Would it help if binaries are available?
Or is general interest low?

-Johan
December 22, 2015
On Tuesday, 22 December 2015 at 14:49:51 UTC, Johan Engelen wrote:
> On Tuesday, 15 December 2015 at 23:05:38 UTC, Johan Engelen wrote:
>> Hi all,
>>   I have been working on adding profile-guided optimization (PGO) to LDC [1][2][3].
>> At this point, I'd like to hear your input and hope you can help with testing!
>>
>> Unfortunately, to try it out, you will need to build LDC with LLVM3.7 yourself. PGO should work on OS X, Linux, and Windows.
>
> Would it help if binaries are available?
> Or is general interest low?
>
> -Johan

Maybe many folks reading your post don't know what PGO is? Perhaps you need to do a bit of a sales job to convince folks that it is pretty cool, and worth trying out.

Craig
December 22, 2015
On Tuesday, 22 December 2015 at 17:09:21 UTC, CraigDillabaugh wrote:
> Maybe many folks reading your post don't know what PGO is?

https://en.m.wikipedia.org/wiki/Profile-guided_optimization

Matt.
December 22, 2015
On Tuesday, 22 December 2015 at 14:49:51 UTC, Johan Engelen wrote:
> On Tuesday, 15 December 2015 at 23:05:38 UTC, Johan Engelen Would it help if binaries are available?

Definitely!

Matt.
January 01, 2016
On Tuesday, 22 December 2015 at 14:49:51 UTC, Johan Engelen wrote:
> On Tuesday, 15 December 2015 at 23:05:38 UTC, Johan Engelen wrote:
>> Hi all,
>>   I have been working on adding profile-guided optimization (PGO) to LDC [1][2][3].
>> At this point, I'd like to hear your input and hope you can help with testing!
>>
>> Unfortunately, to try it out, you will need to build LDC with LLVM3.7 yourself. PGO should work on OS X, Linux, and Windows.
>
> Would it help if binaries are available?
> Or is general interest low?
>
> -Johan

Sorry I don't read the forums often. This is definitely going to be a game changer for me, I need PGO to help with Botan performance issues and I'm going to be developing an embedded server on Intel Edison with vibe.d/botan/http2 soon, this compiler could make quite the difference. I'll be testing it one I get my prototype!
January 05, 2016
On Tuesday, 22 December 2015 at 17:36:30 UTC, Mattcoder wrote:
> On Tuesday, 22 December 2015 at 14:49:51 UTC, Johan Engelen wrote:
>> On Tuesday, 15 December 2015 at 23:05:38 UTC, Johan Engelen Would it help if binaries are available?
>
> Definitely!

Sorry for false hope :(. I wouldn't even know where to upload them...
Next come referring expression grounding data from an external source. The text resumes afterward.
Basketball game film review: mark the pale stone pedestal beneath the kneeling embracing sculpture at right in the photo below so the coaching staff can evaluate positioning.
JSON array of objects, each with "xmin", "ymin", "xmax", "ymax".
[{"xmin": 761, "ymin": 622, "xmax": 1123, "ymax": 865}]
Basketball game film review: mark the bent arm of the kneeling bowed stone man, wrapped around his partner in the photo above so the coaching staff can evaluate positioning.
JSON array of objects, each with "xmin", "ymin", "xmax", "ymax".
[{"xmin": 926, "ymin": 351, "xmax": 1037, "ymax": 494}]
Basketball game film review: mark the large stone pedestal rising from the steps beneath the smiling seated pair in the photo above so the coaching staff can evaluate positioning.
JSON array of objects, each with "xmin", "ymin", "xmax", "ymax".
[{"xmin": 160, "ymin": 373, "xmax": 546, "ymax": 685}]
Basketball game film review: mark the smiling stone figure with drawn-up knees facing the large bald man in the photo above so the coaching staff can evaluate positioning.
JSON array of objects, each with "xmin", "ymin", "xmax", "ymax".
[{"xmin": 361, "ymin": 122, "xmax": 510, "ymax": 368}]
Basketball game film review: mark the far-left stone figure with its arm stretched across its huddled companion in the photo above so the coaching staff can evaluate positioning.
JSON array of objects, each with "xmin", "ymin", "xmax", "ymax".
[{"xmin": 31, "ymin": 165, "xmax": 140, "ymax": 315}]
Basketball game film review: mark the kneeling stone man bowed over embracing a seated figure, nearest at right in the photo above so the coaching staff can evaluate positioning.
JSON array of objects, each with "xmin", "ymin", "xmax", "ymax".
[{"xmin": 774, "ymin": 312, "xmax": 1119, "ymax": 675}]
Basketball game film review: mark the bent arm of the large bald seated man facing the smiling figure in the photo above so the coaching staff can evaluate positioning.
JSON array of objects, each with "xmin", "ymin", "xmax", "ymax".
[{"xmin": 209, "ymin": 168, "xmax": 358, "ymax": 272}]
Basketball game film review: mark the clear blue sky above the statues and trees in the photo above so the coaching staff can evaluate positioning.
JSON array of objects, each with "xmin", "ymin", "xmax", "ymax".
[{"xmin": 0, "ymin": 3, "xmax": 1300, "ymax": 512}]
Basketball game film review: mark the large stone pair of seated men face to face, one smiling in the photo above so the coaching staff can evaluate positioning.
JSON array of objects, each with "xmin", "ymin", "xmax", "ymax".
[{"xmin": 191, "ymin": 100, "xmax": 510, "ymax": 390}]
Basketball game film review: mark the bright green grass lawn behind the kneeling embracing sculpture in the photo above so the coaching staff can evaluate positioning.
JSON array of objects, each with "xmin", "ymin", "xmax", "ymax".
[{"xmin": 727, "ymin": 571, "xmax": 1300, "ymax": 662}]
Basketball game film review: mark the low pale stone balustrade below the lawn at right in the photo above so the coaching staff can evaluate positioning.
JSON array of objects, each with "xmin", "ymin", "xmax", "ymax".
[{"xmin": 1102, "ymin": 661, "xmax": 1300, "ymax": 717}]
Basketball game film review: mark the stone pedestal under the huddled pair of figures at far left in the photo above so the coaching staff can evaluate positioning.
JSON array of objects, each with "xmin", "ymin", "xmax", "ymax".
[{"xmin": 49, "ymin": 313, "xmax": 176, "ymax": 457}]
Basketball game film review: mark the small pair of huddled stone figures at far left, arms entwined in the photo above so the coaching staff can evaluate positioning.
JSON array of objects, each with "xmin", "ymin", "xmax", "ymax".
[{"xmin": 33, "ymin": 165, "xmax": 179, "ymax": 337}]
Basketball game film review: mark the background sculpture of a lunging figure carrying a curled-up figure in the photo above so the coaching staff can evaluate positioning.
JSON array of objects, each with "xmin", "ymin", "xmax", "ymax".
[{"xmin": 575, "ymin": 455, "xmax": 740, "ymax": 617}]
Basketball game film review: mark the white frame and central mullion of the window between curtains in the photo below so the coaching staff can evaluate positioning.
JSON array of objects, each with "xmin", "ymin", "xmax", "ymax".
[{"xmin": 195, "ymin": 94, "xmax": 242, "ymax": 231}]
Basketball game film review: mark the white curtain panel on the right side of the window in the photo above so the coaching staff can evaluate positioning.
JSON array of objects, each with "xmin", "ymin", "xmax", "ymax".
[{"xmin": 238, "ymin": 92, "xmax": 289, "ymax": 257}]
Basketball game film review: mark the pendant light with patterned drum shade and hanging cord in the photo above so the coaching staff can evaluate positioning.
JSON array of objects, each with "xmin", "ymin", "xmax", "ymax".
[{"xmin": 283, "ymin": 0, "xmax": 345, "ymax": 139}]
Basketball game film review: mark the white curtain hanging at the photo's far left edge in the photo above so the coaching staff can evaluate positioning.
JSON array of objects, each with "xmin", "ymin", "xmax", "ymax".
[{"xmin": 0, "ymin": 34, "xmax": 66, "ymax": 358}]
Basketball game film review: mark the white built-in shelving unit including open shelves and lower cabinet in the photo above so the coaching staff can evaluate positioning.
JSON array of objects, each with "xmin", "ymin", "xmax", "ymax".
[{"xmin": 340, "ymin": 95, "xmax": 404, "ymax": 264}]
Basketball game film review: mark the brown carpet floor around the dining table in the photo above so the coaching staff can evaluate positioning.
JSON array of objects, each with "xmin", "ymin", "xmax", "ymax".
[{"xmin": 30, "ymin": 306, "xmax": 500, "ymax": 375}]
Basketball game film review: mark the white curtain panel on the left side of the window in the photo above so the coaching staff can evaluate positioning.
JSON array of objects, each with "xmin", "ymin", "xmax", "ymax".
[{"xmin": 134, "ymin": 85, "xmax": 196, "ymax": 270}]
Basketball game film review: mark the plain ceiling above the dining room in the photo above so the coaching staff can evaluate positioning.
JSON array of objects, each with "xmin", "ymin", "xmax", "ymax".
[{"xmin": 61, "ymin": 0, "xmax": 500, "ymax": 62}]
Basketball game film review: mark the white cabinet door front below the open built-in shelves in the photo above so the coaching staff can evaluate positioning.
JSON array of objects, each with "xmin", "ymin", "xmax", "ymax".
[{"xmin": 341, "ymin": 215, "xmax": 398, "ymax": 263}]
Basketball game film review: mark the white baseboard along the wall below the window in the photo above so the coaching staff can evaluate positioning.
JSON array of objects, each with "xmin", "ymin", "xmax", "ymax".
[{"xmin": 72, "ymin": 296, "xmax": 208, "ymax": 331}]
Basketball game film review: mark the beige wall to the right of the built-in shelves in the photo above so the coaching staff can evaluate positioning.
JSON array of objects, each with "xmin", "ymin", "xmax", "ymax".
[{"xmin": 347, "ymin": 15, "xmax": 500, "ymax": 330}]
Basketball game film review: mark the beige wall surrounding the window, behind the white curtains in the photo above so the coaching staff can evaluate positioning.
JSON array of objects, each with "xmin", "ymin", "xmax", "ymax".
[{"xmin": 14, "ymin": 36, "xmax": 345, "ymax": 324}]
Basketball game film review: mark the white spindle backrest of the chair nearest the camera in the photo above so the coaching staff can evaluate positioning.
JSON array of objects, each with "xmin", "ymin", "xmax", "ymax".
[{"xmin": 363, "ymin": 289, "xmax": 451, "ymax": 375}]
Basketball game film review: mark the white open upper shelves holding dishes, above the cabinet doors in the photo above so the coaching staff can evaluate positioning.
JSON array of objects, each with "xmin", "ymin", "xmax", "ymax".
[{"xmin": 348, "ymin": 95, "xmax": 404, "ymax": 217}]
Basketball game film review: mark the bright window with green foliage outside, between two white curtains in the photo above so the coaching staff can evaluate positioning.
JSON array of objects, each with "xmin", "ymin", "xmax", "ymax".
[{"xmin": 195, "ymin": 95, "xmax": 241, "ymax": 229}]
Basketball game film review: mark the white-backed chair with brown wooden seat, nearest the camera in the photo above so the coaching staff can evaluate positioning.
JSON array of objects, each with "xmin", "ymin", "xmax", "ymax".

I hope to have PGO in LDC master soon. It's working, just need some code cleanup. Once merged into master, you can play with it in nightly builds. For windows, successfull builds of master with LLVM3.7 (needed for PGO) are uploaded to github: http://wiki.dlang.org/Latest_pre-built_LDC_for_Win64


January 06, 2016
On Tuesday, 22 December 2015 at 14:49:51 UTC, Johan Engelen wrote:
> Would it help if binaries are available?
> Or is general interest low?
>
> -Johan

Reducing steps will always help. I am interested, but not to the point of figuring out how to compile newest LDC myself.